# Best time and place for redfish?



## Skyler0170 (Aug 4, 2013)

Wanting to fish for some redfish with a fly rod mainly any suggestions?


----------



## Finger_Mullet (Aug 19, 2005)

Skyler0170 said:


> Wanting to fish for some redfish with a fly rod mainly any suggestions?


Todd,

Do you have a fly rod? 

Darin


----------



## Skyler0170 (Aug 4, 2013)

Yeah Todd! My brother has two of mine!


----------



## speckhunter80 (Oct 3, 2011)

You know that spot where the oyster bar is about 20 yards off the marsh paralleling it and the water is 2' deeper there on low tide then the surrounding area. If you start fishing it about an hour before dead low and thru the tide change for an hour or so specks and reds lay in there


----------



## StillSearchin (Apr 9, 2007)

Nov 3rd.
Right here:


----------



## 1BadF350 (Jul 19, 2006)

finger_mullet said:


> todd,
> 
> do you have a fly rod?
> 
> Darin


lol


----------



## speckhunter80 (Oct 3, 2011)

StillSearchin said:


> Nov 3rd.
> Right here:
> View attachment 9835


SPOT BURN


----------



## Skyler0170 (Aug 4, 2013)

I can get up to it in a skiff?


----------



## Skyler0170 (Aug 4, 2013)

StillSearchin said:


> Nov 3rd.
> Right here:
> View attachment 9835


Can I get to it in a skiff? And where is it at I can't find it.


----------



## speckhunter80 (Oct 3, 2011)

Try entering the coordinates in google earth


----------



## Rockfish1 (Apr 8, 2005)

most near any of the flats in New River, from a couple hours before high tide til a couple hours after the turn...


----------



## speckhunter80 (Oct 3, 2011)

Rockfish1 said:


> most near any of the flats in New River, from a couple hours before high tide til a couple hours after the turn...


Liar, liar...pants on fire


----------



## StillSearchin (Apr 9, 2007)

Skyler0170 said:


> Can I get to it in a skiff? And where is it at I can't find it.


Damn, do I need to take you by the hand? 
Note that this is the Pier & Surf Forum.
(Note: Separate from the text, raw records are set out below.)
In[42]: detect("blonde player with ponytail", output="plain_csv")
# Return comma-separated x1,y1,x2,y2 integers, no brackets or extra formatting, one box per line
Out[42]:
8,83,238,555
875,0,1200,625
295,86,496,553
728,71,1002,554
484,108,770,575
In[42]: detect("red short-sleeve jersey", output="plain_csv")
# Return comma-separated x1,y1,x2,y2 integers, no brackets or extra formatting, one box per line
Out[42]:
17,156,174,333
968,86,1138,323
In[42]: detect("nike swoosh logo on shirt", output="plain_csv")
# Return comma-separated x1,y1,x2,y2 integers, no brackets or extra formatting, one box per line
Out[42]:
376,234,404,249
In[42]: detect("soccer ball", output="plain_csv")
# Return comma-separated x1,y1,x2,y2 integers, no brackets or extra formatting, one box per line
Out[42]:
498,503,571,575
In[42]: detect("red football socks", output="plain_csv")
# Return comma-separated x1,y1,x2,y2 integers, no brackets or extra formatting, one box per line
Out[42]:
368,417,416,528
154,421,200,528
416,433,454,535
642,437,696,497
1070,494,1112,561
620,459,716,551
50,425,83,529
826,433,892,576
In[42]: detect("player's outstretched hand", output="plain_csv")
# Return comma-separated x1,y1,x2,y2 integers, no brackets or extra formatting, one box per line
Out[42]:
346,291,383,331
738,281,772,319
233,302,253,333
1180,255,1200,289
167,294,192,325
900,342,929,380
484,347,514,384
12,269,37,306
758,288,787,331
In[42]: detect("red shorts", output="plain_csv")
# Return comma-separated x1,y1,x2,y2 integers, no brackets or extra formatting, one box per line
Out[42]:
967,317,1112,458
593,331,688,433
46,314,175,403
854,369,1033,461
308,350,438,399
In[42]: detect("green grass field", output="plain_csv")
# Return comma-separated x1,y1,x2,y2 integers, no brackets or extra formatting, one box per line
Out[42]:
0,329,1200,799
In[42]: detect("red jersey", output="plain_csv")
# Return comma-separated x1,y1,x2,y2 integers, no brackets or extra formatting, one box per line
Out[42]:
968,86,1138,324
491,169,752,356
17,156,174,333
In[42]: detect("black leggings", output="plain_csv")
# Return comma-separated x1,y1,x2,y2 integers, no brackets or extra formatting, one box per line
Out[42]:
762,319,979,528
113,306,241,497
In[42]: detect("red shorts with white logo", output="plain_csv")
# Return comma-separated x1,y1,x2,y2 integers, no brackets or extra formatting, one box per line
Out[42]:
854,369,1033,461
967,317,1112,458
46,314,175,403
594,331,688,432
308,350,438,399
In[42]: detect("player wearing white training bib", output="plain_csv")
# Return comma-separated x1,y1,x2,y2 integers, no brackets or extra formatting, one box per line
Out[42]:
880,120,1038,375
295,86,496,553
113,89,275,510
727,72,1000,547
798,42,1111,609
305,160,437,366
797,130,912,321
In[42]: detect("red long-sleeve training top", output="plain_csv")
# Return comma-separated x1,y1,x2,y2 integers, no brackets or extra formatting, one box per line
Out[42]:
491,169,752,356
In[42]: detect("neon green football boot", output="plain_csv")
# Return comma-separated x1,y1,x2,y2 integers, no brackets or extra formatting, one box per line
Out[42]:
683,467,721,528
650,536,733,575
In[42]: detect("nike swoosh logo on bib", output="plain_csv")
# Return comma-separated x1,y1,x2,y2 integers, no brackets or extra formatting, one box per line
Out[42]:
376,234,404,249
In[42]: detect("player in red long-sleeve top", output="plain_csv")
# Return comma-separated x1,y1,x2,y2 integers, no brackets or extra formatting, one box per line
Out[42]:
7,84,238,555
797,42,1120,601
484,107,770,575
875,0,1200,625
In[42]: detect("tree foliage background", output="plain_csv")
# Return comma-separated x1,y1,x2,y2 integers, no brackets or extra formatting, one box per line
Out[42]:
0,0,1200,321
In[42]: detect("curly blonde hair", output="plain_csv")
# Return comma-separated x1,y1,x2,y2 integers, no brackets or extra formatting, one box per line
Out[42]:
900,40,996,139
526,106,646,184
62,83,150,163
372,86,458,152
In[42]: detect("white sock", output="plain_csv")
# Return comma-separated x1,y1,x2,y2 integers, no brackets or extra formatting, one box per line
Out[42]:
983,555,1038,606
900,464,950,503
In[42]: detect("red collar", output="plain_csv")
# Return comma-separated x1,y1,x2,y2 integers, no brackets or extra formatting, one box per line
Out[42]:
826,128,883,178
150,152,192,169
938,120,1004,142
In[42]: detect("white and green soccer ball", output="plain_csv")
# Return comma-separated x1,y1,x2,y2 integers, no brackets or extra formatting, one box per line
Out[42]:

I'm not sure what you mean by a skiff, but you can slip on a pair of muck boots and walk there from the parking lot at the boat launch area.


----------



## NC KingFisher (Nov 20, 2011)

Well mr.muck boots, I believe a skiff is a form of boat, usually flat bottomed


----------



## Bullred (Mar 13, 2010)

Watch out for alligators.


----------



## StillSearchin (Apr 9, 2007)

NC KingFisher said:


> Well mr.muck boots, I believe a skiff is a form of boat, usually flat bottomed


And there are other types of skiffs that have sails and daggerboards.


----------



## NC KingFisher (Nov 20, 2011)

I wish I knew what that was.......sounds like some rich folk sailin stuff


----------



## StillSearchin (Apr 9, 2007)

Skyler,
Sorry if I was short with you.
I thought you were looking for places you could access on foot. 
Yes, you can get to this spot with a small shallow draft boat. 
The place shown is Oyster Crk between Davis and Stacy.


----------



## WalkingFumble (Apr 24, 2012)

Try being helpful instead of being an asshole.


----------